Main Street Manager asks Corbin Tourism Commission to double down on 'master plan'
Above, some images of a current alleyway in downtown Corbin and a concept design of what it could look like with improvements to the area.
The Corbin Tourism and Convention Commission is considering a request for $55,000 to match money budgeted by the city of Corbin to help broaden a "master plan" for improvements to Main Street and beyond.
During the commission's regular monthly meeting Monday, Corbin Main Street Manager Andy Salmons provided members of the board provocative, albeit speculative, illustrations of physical improvements that could be made to the town's core business district, as well as to the main thoroughfares leading into the city.
Bike lanes along Cumberland Falls Hwy.
Little used alleys and side streets turned into boutique shops and cafés.
Tasteful landscaping and green space in place of concrete and blight.
Miles of walking and biking trails.
"There's no guarantees," Salmons noted as he presented the ideas to the commission. "It's just some ideas to throw out there to improve our community."
The city has budgeted $55,000 this fiscal year for the crafting of a streetscape plan for Main Street. The plan is typically used in order to secure lucrative grants aimed at implementation of the proposed changes. Corbin joined the Renaissance on Main program in 2008 in hopes of reinvigorating its downtown area, but since that time no plan has been produced.
Salmons signaled clearly he means to change that, and asked Tourism board members to match the city's stake with an additional $55,000 in order to make a plan that would extend out past the town's core area down Cumberland Falls Hwy. and Master Street.
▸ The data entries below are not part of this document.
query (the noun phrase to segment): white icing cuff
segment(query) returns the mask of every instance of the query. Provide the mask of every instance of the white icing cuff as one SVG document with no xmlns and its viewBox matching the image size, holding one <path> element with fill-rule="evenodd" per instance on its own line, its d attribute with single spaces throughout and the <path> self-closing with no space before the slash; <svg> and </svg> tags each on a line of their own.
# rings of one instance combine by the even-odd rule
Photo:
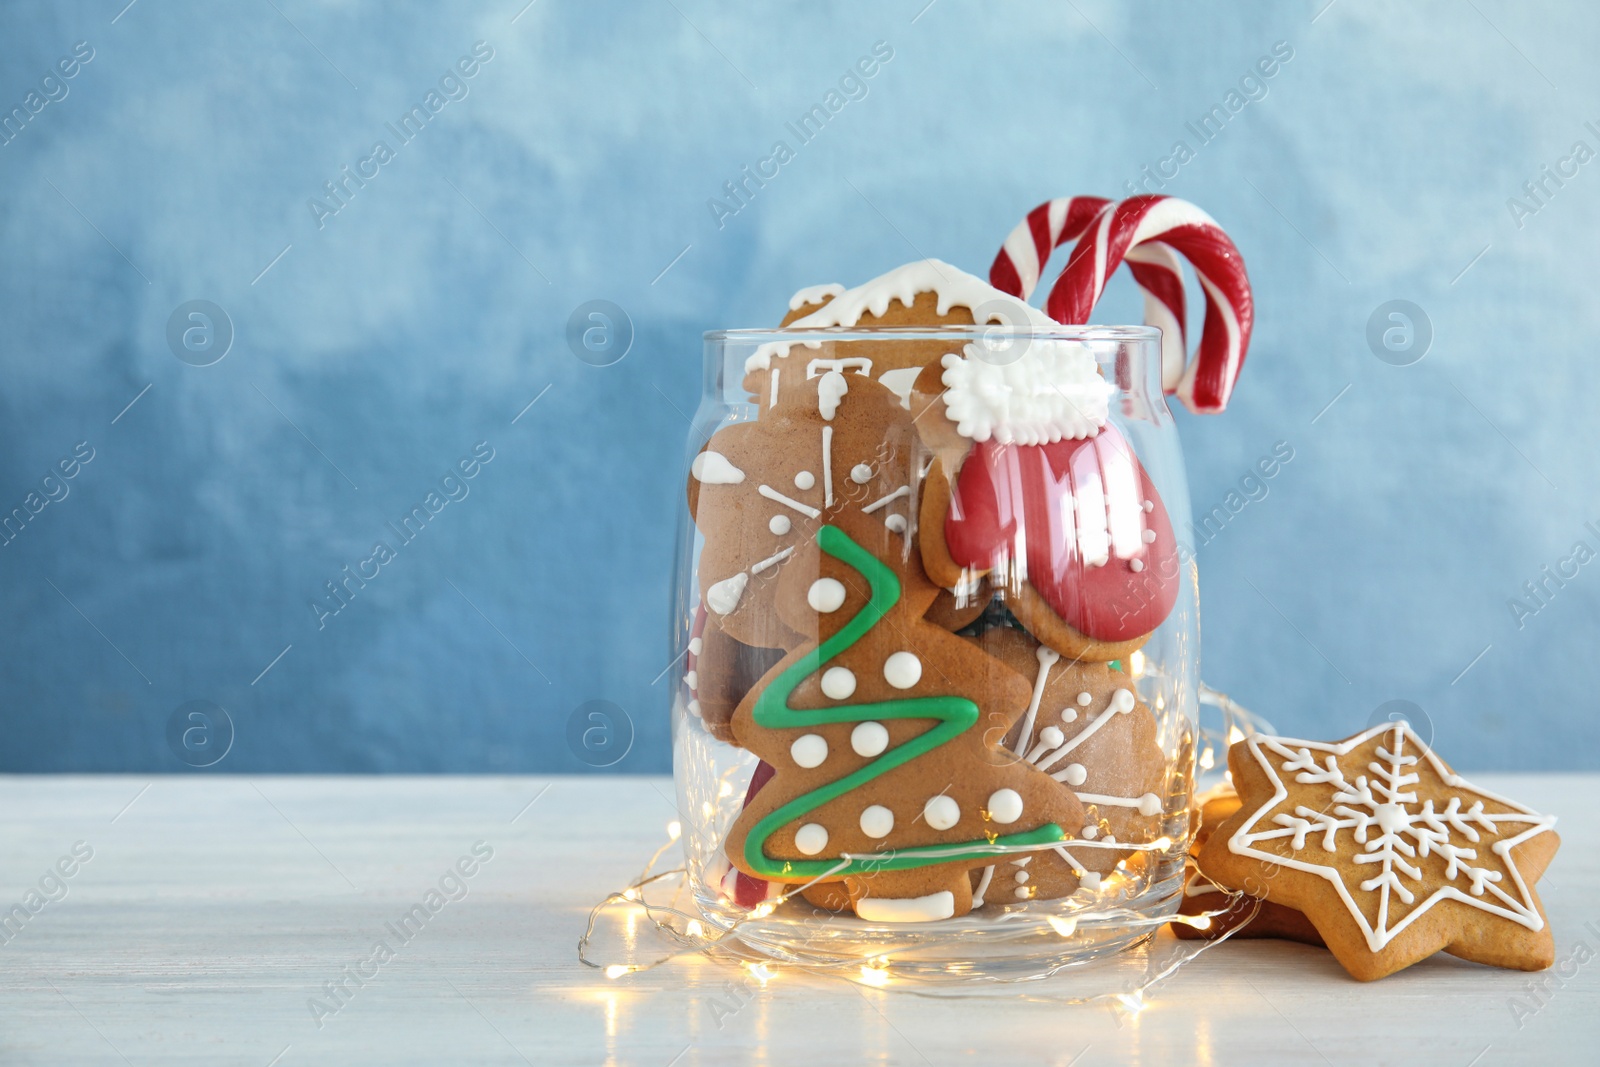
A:
<svg viewBox="0 0 1600 1067">
<path fill-rule="evenodd" d="M 925 897 L 899 900 L 887 897 L 862 897 L 856 901 L 856 915 L 874 923 L 920 923 L 948 919 L 956 913 L 955 894 L 946 889 Z"/>
</svg>

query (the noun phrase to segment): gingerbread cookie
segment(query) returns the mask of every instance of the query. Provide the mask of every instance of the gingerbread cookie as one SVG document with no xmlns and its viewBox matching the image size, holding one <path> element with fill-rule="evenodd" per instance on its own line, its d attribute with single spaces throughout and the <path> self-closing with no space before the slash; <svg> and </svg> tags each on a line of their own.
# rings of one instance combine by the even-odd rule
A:
<svg viewBox="0 0 1600 1067">
<path fill-rule="evenodd" d="M 1226 904 L 1219 914 L 1210 916 L 1210 923 L 1200 929 L 1186 922 L 1170 924 L 1172 932 L 1185 941 L 1215 941 L 1232 934 L 1240 938 L 1277 938 L 1299 941 L 1322 947 L 1322 935 L 1303 914 L 1283 904 L 1263 900 L 1260 892 L 1265 886 L 1247 884 L 1238 896 L 1224 889 L 1200 870 L 1200 850 L 1216 828 L 1239 810 L 1239 794 L 1232 789 L 1210 797 L 1200 805 L 1194 843 L 1189 848 L 1188 868 L 1184 872 L 1183 897 L 1178 903 L 1179 915 L 1204 915 Z M 1234 899 L 1229 902 L 1229 896 Z"/>
<path fill-rule="evenodd" d="M 782 658 L 781 648 L 758 648 L 732 636 L 702 605 L 696 612 L 683 676 L 689 714 L 704 722 L 717 740 L 732 741 L 728 722 L 733 710 Z"/>
<path fill-rule="evenodd" d="M 1117 842 L 1161 836 L 1167 758 L 1156 721 L 1133 679 L 1102 663 L 1075 663 L 1021 630 L 1000 627 L 977 637 L 984 651 L 1031 675 L 1032 699 L 1007 732 L 1003 749 L 1061 783 L 1083 805 L 1071 840 L 986 868 L 978 896 L 996 904 L 1050 900 L 1101 879 L 1132 853 Z"/>
<path fill-rule="evenodd" d="M 1028 680 L 926 618 L 940 591 L 906 521 L 912 467 L 881 458 L 914 436 L 899 398 L 866 376 L 841 394 L 826 377 L 785 386 L 772 411 L 711 442 L 757 492 L 792 484 L 819 446 L 825 475 L 862 474 L 853 491 L 816 484 L 791 498 L 815 514 L 802 513 L 804 539 L 764 568 L 773 573 L 761 610 L 800 642 L 734 713 L 735 741 L 775 773 L 726 849 L 752 878 L 842 881 L 863 918 L 963 914 L 967 872 L 992 862 L 994 845 L 1060 841 L 1063 827 L 1082 824 L 1083 809 L 1048 775 L 1000 756 L 999 739 L 1028 708 Z M 717 509 L 750 521 L 722 493 L 705 485 L 699 494 L 707 554 L 711 530 L 730 532 Z M 901 521 L 885 521 L 885 512 Z M 715 571 L 709 578 L 722 580 Z M 708 588 L 719 613 L 712 600 Z M 725 618 L 744 610 L 726 606 Z"/>
<path fill-rule="evenodd" d="M 1534 883 L 1555 819 L 1465 781 L 1405 723 L 1334 743 L 1249 738 L 1228 766 L 1242 806 L 1201 869 L 1303 912 L 1356 978 L 1440 949 L 1518 970 L 1554 960 Z"/>
</svg>

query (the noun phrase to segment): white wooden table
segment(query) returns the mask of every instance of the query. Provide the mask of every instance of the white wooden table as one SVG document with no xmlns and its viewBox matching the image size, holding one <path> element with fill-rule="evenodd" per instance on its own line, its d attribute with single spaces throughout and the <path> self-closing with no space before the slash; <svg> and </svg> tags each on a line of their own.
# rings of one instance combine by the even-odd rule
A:
<svg viewBox="0 0 1600 1067">
<path fill-rule="evenodd" d="M 0 932 L 0 1064 L 1596 1062 L 1600 776 L 1476 780 L 1564 816 L 1540 890 L 1575 973 L 1441 956 L 1362 985 L 1319 950 L 1240 942 L 1131 1018 L 792 974 L 719 1018 L 725 967 L 612 981 L 575 956 L 674 817 L 665 780 L 0 777 L 0 907 L 39 890 Z M 466 895 L 395 937 L 462 857 Z M 338 1006 L 320 1027 L 313 998 Z M 1520 1026 L 1516 998 L 1538 1009 Z"/>
</svg>

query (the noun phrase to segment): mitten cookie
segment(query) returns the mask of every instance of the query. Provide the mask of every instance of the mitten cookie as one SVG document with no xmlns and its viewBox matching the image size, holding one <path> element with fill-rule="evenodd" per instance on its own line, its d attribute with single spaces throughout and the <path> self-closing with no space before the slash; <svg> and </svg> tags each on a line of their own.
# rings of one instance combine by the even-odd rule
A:
<svg viewBox="0 0 1600 1067">
<path fill-rule="evenodd" d="M 728 721 L 733 710 L 782 658 L 781 648 L 757 648 L 732 636 L 723 629 L 720 617 L 710 615 L 701 605 L 695 613 L 684 664 L 689 714 L 704 722 L 717 740 L 732 741 Z"/>
<path fill-rule="evenodd" d="M 1242 806 L 1201 869 L 1304 912 L 1356 978 L 1440 949 L 1525 971 L 1554 960 L 1534 883 L 1555 819 L 1465 781 L 1405 723 L 1341 742 L 1253 737 L 1228 767 Z"/>
<path fill-rule="evenodd" d="M 988 574 L 1028 631 L 1069 658 L 1128 655 L 1177 601 L 1171 520 L 1113 426 L 1043 445 L 979 442 L 954 482 L 935 462 L 920 510 L 935 581 Z"/>
</svg>

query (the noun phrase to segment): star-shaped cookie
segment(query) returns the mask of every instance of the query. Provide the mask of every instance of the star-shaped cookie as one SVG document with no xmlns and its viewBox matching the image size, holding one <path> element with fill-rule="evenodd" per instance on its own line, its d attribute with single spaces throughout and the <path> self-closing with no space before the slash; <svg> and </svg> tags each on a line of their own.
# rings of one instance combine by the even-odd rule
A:
<svg viewBox="0 0 1600 1067">
<path fill-rule="evenodd" d="M 1533 887 L 1560 845 L 1555 818 L 1467 782 L 1405 723 L 1340 742 L 1253 737 L 1228 766 L 1243 803 L 1201 869 L 1304 912 L 1356 978 L 1440 949 L 1525 971 L 1554 960 Z"/>
</svg>

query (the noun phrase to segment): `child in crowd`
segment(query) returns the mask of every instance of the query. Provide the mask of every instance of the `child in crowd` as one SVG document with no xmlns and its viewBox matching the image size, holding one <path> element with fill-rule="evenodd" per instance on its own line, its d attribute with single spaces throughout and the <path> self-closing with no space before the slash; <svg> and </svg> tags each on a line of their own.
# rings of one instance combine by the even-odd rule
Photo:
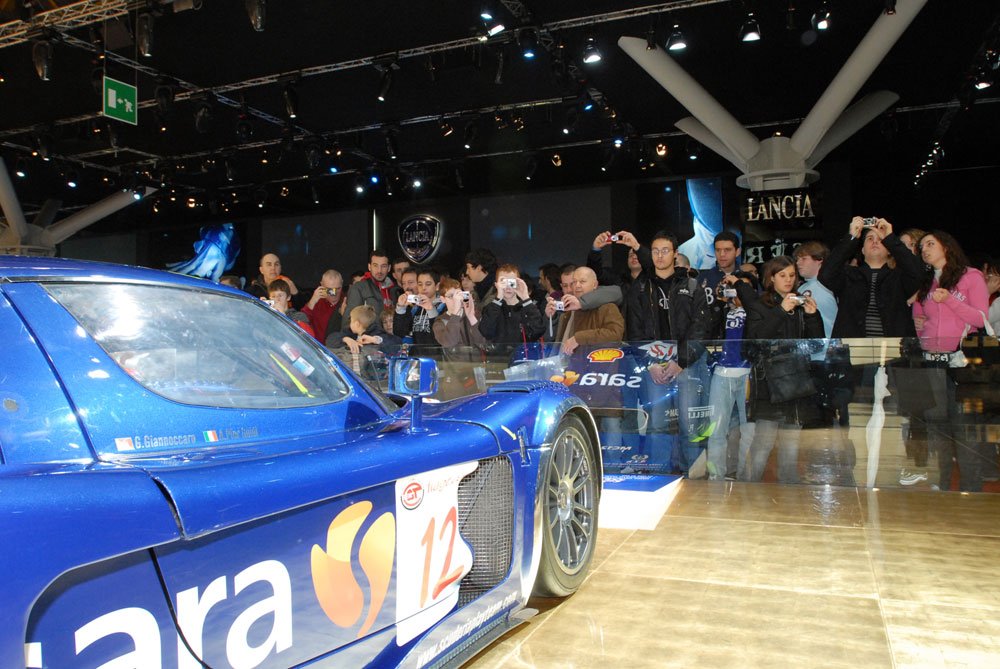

Salmons said they city plans to solicit bids in the near future for architectural and engineering firms to create the plan for the city. He said implementation would then be a "multi-year, multi-phase" project that could last a decade or more.
"I just feel like this is a logical extension of what we are doing," Salmons told the board, in an effort to convince them to pledge the funds.
"I think we need to do these things to bring our community into the future."
Salmons and Corbin City Manager Marlon Sams said they both envision turning Corbin into a more outdoor, recreation-friendly community with plenty of trails and areas for biking and walking or running. Both said they hoped Corbin would be recognized as a designated "Trail Town" by the state - part of a new program aimed to encourage Kentucky communities to build more trails suited to outdoor exercise.
Currently, the city has a plan in the works to create a one-mile path for such use along Bacon Creek. Sams said it could easily be extended in the future.
The commission took the funding request under advisement.
In other business, the commission:
• Approved $3,500 for fall decorations downtown, and $2,500 to help fund Octoberfest.
• Heard a financial report from board accountant Kyle Perkins.
Perkins said the commission was currently being audited for the past fiscal year, and that the results of the audit should be available by next month's meeting.
For the first quarter of the most current fiscal year, receipts from the city's restaurant tax were more than expected at $266,497.
Perkins also noted that three motels were currently delinquent on payments of the town's transient tax. Landmark Inn has not paid since the second quarter of 2011. Mountain View Lodge has not paid since the fourth quarter of 2011. Best Western hasn't paid for the first quarter of 2012.
Commission member Alan Onkst made a motion to inform the city's Board of Commissioners of the delinquencies and to ask that legal action be taken against Landmark Inn and Mountain View Lodge. The measure passed unanimously.
• Agreed to takeover maintenance of Sanders Park.
• Agreed to maintain decorative planters at the Corbin Public Library.